Certains secteurs prévoient d'ailleurs de recruter de manière intense dès les premiers mois de l'année. On pense notamment à des domaines d'activité moins impactés par les coûts de l'énergie comme la finance, les assurances et l'IT. "Et en parallèle, on voit aussi des secteurs qui, malgré le ralentissement de la croissance économique, se retrouvent avec de fortes pénuries de main-d'œuvre, ajoute Sébastien Delfosse. On pense notamment au transport (De Lijn recrute par exemple 900 chauffeurs d'ici 2023), à la logistique, la mécanique, la construction, l'Horeca et le tourisme."
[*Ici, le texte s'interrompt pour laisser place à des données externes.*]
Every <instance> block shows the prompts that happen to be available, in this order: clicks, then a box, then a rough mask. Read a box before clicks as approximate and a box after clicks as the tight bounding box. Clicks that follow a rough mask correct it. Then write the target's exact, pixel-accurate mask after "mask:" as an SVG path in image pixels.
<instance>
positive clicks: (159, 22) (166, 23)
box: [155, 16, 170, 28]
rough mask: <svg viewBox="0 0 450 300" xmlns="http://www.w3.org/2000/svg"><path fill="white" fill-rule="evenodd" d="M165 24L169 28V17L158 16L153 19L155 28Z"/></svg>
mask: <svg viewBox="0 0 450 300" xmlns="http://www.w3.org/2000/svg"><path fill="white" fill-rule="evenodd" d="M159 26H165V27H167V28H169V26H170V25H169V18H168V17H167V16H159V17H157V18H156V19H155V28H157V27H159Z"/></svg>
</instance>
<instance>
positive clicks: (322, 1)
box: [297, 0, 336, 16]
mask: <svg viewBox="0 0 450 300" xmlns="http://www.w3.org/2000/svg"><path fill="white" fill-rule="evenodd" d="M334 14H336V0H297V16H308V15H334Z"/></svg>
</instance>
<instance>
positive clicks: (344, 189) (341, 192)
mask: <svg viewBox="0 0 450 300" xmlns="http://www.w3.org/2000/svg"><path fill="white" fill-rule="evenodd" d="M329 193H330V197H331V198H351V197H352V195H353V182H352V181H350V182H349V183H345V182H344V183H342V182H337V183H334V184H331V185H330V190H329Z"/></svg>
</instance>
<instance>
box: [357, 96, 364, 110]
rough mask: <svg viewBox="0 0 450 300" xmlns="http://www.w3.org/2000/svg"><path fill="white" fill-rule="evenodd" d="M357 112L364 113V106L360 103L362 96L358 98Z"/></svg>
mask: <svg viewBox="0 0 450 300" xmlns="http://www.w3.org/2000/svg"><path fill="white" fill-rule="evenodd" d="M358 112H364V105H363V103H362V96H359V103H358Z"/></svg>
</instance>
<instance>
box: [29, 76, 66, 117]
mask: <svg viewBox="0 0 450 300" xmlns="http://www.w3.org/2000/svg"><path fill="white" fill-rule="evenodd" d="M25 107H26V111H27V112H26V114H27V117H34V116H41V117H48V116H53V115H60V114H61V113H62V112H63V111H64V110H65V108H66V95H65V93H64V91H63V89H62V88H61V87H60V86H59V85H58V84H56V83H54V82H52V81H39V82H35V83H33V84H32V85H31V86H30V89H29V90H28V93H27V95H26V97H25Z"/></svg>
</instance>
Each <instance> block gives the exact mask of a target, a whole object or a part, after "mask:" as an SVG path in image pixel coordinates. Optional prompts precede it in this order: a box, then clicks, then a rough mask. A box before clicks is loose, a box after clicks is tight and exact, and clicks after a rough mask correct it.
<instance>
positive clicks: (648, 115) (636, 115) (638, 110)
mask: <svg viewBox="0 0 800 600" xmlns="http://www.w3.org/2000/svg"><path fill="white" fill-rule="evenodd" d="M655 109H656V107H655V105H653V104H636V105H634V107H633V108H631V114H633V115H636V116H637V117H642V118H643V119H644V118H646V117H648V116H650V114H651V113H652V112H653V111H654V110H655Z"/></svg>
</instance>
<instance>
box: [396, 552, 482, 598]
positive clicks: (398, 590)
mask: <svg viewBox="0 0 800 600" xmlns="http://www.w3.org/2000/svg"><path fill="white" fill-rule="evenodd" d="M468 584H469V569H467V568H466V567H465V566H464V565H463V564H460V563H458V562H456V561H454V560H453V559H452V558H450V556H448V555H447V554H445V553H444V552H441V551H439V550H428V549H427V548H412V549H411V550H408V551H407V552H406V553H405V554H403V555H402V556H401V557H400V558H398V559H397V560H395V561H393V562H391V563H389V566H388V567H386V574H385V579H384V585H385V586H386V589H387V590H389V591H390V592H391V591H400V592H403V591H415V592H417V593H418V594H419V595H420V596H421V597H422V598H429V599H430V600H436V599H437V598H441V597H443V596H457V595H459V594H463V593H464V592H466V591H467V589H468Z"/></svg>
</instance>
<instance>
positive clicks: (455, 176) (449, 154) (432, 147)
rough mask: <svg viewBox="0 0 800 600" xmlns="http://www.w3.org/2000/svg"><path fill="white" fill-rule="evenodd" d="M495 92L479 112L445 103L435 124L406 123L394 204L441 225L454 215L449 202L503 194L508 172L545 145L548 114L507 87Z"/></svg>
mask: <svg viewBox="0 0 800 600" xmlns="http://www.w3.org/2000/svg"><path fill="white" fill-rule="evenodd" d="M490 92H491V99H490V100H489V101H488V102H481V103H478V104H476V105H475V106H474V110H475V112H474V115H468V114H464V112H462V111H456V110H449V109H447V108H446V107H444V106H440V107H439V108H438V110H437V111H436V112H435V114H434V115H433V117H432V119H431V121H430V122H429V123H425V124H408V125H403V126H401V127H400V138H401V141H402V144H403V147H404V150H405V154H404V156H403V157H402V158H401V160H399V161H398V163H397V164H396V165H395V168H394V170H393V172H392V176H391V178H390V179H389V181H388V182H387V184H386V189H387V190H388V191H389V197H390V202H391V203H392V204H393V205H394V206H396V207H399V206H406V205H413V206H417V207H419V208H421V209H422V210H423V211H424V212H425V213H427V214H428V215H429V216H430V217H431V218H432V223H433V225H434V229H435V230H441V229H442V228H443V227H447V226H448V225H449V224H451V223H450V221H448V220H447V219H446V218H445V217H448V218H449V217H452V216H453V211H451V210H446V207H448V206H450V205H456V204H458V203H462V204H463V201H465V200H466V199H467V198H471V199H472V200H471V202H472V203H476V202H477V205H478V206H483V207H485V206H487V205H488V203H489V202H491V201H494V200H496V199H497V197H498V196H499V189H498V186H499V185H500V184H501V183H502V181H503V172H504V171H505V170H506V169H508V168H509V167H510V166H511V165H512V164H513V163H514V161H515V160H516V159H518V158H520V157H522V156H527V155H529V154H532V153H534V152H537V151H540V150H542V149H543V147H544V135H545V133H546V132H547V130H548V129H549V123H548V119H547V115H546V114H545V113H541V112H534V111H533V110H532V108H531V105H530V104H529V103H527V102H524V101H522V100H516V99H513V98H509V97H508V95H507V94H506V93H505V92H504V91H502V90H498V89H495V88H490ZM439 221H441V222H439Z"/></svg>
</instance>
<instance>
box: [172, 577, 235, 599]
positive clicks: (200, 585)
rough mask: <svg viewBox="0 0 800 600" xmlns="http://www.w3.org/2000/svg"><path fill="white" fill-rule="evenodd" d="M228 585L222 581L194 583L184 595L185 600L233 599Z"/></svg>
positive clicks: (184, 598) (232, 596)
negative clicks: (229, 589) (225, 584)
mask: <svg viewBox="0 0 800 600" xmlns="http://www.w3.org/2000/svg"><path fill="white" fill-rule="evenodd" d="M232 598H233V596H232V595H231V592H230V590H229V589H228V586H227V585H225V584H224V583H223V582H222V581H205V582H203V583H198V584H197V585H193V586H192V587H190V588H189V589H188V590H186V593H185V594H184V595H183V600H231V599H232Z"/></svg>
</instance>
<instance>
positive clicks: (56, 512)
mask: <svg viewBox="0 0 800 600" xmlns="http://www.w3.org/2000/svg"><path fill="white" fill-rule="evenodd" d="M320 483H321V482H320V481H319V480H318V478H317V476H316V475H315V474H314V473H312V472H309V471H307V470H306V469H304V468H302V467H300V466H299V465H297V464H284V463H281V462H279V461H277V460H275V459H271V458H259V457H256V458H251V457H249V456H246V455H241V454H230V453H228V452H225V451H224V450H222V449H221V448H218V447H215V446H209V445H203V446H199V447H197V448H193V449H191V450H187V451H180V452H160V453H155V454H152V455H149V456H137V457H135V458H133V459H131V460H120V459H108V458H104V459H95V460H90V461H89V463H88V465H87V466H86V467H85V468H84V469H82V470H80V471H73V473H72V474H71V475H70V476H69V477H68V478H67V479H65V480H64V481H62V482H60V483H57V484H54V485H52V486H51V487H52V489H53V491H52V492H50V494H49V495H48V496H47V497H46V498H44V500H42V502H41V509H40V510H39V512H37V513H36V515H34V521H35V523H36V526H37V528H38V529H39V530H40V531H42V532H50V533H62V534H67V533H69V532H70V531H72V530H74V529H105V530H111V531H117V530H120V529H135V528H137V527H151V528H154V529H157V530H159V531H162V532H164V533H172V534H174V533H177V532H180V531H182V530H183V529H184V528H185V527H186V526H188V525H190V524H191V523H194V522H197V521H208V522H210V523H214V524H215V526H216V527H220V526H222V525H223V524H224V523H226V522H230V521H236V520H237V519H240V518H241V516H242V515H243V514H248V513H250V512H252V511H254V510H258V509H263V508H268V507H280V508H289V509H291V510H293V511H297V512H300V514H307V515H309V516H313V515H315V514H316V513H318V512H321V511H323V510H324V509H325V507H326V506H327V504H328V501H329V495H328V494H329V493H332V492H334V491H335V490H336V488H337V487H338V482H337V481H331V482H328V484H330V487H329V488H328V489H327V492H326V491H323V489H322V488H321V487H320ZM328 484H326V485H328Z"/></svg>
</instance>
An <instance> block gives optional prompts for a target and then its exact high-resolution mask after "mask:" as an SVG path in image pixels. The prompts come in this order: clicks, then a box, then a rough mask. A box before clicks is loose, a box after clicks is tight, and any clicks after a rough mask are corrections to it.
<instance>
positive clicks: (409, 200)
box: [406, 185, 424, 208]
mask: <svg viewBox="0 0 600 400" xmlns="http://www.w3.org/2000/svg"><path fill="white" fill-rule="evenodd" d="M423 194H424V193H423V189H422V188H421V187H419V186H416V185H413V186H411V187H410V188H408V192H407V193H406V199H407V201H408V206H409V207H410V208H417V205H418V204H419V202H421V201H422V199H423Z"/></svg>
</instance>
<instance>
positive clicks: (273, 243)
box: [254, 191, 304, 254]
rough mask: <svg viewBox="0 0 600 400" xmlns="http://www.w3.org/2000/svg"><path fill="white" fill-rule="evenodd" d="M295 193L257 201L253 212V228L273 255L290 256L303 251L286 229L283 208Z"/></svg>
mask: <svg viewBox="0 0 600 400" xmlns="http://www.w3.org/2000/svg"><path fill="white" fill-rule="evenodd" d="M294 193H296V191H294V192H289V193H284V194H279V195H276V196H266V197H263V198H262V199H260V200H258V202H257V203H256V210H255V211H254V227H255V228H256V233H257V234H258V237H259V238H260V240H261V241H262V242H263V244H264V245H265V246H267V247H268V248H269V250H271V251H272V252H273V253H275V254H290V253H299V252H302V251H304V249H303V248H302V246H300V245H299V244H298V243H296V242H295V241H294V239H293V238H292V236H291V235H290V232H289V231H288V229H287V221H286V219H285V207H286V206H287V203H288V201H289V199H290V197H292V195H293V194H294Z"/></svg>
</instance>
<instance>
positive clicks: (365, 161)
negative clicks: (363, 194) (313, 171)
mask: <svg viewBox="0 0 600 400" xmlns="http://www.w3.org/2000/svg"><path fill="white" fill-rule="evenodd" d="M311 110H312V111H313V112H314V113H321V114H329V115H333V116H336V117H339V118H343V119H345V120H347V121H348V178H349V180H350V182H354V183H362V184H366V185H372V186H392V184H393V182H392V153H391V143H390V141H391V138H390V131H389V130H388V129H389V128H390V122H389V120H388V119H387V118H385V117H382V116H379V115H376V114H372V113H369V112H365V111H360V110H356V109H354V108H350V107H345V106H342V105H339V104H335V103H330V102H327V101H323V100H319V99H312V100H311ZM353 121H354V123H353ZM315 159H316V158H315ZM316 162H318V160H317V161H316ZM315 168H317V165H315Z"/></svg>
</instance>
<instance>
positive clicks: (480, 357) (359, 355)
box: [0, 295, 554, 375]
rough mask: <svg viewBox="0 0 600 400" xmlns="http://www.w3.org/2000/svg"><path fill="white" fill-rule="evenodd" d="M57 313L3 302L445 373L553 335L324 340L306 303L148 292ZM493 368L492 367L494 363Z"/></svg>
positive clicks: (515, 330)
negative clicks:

En déficit d'attractivité après la pandémie, qui impacte toujours nos hôpitaux et notre première ligne, les soins de santé sont également à la recherche de bras, notamment du côté des infirmiers, des aides-soignants, des technologues, des logopèdes et des médecins généralistes. Du côté de la SNCB, d'Infrabel et de l'armée, les métiers techniques sont également très demandés.